Lagi pula resolusi suatu lembaga yang tiap saat disorot oleh pers, bisa saja suatu resolusi untuk citra. Resolusi untuk diri sendiri tak dibikin untuk image. Andai saya tak kebetulan masuk kamar anak saya itu, nggak bakalan saya tahu target-target pribadi anak saya.

Artinya tulisan di dinding itu bisa jadi lebih jujur ketimbang resolusi PBB. Arti selanjutnya, lebih mungkin untuk dilaksanakan oleh yang bersangkutan.

Tapi ada juga pendapat lain. Tekad dan perubahan hendaknya langsung wujudkan dalam perbuatan. Sebagaimana ilmu pengetahuan yang diajarkan leluhur melalui tembang macapat Pocung, ngelmu kuwi kelakone kanthi laku: Ilmu itu (kata-kata) mestinya langsung berwujud tindakan.

“Tidak usah diresolusi-resolusikan. Begitu juga tahun 2012 ini mau ngapain, mau tersenyum lebih sering ke banyak orang, langsung saja lakukan. Ndak usah diomong-omongin, ” barangkali begitu kata Sampeyan.

Ada benarnya juga. Tapi bagaimana dengan pendapat lama di dunia bahwa “pada awalnya adalah kata”. Bahkan bagi yang percaya, Tuhan menciptakan alam semesta dengan kata-kata yaitu”Jadi”, maka terjadilah.

Mungkin karena itu Bung Karno ambil jalan tengah.
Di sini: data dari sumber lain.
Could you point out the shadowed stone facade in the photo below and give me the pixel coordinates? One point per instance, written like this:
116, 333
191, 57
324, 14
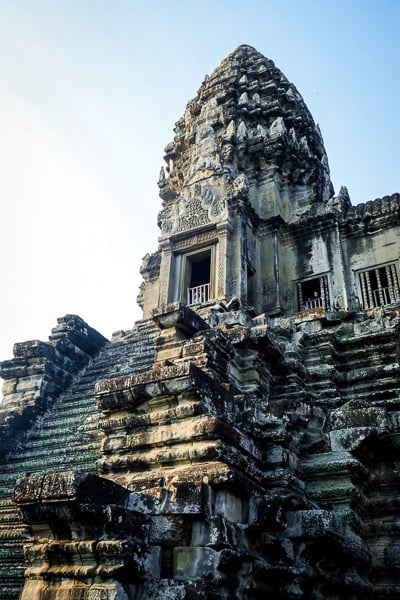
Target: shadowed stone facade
242, 440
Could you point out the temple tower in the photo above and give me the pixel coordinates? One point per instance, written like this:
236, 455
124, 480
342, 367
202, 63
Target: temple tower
247, 160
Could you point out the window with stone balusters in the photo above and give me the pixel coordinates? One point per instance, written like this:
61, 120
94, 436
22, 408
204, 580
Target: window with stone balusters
379, 286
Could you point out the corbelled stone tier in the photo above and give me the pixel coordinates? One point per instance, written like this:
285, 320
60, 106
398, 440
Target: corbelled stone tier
243, 440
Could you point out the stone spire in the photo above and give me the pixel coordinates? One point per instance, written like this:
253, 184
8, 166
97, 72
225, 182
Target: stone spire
246, 121
246, 155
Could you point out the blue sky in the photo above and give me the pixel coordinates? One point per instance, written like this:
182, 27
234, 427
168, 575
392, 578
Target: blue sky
90, 92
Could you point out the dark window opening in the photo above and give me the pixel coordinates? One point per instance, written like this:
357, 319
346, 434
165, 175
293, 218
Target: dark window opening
251, 295
198, 277
380, 286
313, 293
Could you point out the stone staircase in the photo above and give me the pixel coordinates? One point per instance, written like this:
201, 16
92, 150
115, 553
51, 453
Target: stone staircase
65, 437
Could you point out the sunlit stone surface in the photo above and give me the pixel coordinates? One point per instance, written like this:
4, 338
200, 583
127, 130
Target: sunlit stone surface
242, 440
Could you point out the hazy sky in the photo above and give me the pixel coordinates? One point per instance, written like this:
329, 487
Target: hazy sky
90, 92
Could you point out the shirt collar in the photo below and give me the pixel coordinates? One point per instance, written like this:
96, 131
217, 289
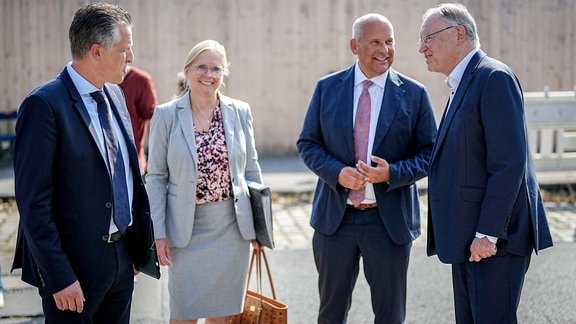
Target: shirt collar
359, 77
453, 80
83, 86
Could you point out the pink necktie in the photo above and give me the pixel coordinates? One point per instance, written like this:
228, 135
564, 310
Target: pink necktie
361, 130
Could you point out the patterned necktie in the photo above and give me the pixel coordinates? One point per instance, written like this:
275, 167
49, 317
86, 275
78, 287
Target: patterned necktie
121, 211
361, 134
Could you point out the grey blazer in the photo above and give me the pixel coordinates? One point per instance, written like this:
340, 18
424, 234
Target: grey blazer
172, 167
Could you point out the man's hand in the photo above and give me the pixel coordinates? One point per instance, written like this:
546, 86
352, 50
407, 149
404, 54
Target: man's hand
70, 298
350, 178
163, 250
377, 174
481, 248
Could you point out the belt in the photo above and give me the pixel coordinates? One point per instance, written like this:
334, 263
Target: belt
363, 206
114, 237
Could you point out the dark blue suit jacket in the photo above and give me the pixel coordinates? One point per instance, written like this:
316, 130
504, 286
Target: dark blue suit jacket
404, 137
63, 190
481, 177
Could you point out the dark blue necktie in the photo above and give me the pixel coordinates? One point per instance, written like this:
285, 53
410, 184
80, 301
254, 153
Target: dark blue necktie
121, 212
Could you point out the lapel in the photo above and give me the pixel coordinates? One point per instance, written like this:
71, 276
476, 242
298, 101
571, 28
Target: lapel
467, 78
79, 106
229, 118
184, 113
391, 100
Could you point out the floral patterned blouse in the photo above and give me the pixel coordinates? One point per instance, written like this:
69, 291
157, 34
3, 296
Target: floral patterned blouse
213, 172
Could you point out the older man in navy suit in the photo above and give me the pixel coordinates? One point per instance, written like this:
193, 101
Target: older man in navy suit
485, 211
368, 135
75, 167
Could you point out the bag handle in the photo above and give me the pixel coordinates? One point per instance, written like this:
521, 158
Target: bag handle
258, 255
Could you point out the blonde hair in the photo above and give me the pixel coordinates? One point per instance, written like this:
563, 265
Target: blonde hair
204, 45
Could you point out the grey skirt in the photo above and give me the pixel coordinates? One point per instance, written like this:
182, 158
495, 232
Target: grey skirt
207, 278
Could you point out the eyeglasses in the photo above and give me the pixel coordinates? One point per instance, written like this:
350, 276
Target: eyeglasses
203, 69
426, 39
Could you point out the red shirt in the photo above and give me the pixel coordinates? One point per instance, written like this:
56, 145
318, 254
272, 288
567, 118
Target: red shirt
141, 99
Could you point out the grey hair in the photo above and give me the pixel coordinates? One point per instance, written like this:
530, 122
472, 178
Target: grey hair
96, 23
360, 22
457, 15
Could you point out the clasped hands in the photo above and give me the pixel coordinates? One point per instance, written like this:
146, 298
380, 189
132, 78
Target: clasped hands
481, 248
357, 177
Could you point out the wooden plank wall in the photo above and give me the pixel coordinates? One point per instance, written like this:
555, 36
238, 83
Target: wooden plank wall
278, 49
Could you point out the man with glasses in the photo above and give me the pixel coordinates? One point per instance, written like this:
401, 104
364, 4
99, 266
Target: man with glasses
485, 211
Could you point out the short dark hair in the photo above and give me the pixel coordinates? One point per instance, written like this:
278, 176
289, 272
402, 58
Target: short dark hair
96, 23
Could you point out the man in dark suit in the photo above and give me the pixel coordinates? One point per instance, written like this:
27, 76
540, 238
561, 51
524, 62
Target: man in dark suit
366, 202
71, 242
485, 211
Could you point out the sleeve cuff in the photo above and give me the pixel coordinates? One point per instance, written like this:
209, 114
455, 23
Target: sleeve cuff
492, 239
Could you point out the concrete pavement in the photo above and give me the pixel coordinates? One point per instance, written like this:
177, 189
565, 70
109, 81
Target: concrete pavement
548, 294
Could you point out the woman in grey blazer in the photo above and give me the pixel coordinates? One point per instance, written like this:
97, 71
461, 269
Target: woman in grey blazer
201, 153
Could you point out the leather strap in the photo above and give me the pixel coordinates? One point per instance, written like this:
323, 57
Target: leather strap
258, 256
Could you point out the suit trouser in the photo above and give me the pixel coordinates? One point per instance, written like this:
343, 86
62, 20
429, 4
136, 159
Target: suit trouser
337, 256
108, 299
488, 291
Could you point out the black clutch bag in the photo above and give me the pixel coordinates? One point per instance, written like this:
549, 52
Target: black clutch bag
151, 266
261, 200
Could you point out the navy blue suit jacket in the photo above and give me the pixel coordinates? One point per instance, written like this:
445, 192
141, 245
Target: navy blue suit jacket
404, 137
63, 190
481, 177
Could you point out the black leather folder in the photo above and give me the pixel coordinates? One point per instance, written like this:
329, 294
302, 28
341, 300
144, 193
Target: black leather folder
261, 200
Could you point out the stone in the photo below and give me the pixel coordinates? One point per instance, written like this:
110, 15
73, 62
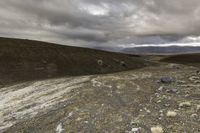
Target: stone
171, 114
172, 91
100, 62
198, 107
167, 80
157, 129
185, 104
135, 130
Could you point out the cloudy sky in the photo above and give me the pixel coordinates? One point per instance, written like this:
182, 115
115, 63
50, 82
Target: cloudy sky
97, 23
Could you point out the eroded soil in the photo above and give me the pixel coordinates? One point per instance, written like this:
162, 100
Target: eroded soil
129, 102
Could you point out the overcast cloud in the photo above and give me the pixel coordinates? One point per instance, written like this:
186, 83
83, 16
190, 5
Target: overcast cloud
99, 22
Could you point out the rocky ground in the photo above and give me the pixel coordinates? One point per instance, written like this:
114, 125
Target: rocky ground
157, 99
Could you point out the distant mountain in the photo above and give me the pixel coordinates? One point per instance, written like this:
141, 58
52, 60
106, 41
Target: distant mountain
161, 50
29, 60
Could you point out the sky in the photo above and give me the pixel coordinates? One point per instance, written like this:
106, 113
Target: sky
99, 23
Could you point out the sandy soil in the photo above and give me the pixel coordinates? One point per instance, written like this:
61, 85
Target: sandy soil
129, 102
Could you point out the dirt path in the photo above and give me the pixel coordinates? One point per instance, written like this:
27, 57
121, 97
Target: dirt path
131, 102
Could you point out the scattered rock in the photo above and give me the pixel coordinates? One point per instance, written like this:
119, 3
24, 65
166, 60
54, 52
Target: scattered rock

Bagi Proklamator itu bukan “sedikit bicara banyak bekerja” tapi “banyak bicara banyak bekerja” ini.

Menulis resolusi termasuk dalam banyak bicara itu.

Jalan tengah yang saya usulkan, bagaimana kalau berkata-kata atau menulis dianggap perbuatan juga seperti pernah dibilang ahli bahasa Denmark Otto Jespersen? Dengan kata lain, satunya kata dan perbuatan?

Kita kesurupan oleh kata-kata yang kita bikin sendiri. Bahasa kerennya mungkin trance-resolution melalui self hypnosis.

Jika dikaitkan dengan gambar, resolusi yang membuat kesurupan itu mungkin resolusi minimal 300 dpi.